— Field notes by Lin —

Where You Can Work from a Café and Where You Really Cannot

September 2025 · Culture
§1

What I Learned

Over the past year working from cafés in a dozen cities across three continents, I have developed an informal anthropology of café working culture. The unwritten rules vary enormously, and getting them wrong is a quick way to feel unwelcome.

In some cities the laptop-on-table is normalized. In others it marks you as a tourist or worse — someone who does not understand how the space is meant to function. Knowing the difference is usually a matter of observation.

§2

City by City

Tokyo presents a fascinating middle case. Working in a café is acceptable but hushed. Phone calls are socially forbidden even when not explicitly banned. The atmosphere is intense focus rather than creative chatter.
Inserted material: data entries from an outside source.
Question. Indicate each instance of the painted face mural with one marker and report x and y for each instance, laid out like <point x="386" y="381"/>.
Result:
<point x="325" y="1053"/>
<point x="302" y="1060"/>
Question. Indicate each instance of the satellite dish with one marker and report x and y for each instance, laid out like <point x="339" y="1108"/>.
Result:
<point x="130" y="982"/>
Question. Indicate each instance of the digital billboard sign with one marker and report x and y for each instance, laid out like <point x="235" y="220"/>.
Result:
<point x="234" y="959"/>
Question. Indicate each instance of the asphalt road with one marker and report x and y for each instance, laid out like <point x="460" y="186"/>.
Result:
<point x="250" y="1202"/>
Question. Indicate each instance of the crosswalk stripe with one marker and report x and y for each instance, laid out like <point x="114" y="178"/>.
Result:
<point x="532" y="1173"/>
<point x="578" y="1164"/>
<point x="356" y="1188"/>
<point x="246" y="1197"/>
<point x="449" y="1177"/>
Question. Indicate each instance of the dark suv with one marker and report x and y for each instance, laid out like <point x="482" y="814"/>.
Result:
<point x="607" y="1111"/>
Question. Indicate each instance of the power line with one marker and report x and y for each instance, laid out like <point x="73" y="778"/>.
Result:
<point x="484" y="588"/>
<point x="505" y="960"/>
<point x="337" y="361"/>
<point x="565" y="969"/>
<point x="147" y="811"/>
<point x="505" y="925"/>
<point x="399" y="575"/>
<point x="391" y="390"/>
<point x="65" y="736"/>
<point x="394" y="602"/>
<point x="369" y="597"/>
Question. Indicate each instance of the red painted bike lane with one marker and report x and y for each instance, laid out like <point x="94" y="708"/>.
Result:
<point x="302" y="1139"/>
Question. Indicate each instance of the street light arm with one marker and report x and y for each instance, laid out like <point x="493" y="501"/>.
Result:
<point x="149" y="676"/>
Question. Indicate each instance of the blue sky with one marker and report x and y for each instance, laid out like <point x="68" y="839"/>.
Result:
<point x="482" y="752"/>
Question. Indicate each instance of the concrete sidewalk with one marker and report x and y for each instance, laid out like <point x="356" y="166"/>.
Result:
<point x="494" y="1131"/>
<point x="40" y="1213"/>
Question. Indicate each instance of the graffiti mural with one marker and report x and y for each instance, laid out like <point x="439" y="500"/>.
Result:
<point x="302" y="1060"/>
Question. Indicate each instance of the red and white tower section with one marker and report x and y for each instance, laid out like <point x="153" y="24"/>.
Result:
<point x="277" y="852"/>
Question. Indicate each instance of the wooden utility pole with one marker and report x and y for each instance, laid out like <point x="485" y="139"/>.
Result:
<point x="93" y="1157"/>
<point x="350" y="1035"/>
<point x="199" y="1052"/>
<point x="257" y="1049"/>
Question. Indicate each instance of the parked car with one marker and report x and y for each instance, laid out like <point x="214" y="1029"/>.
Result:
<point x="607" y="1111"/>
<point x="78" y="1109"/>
Mexico City has developed a thriving remote work culture in certain neighborhoods, with cafés that feel more like co-working spaces than traditional coffee shops. The social dynamics have adapted accordingly.

§3

Some Patterns

What strikes me most is how quickly local norms develop, seemingly spontaneously, in response to new technology and working patterns. A decade ago none of these distinctions existed. Today they are strongly enforced, usually informally.

The best approach in any new city is to observe before setting up. An analysis by GameHubs industry data points out that If most patrons are in conversation, you are in a social café. If laptops dominate, you are in a working café. Do not try to convert either into the other.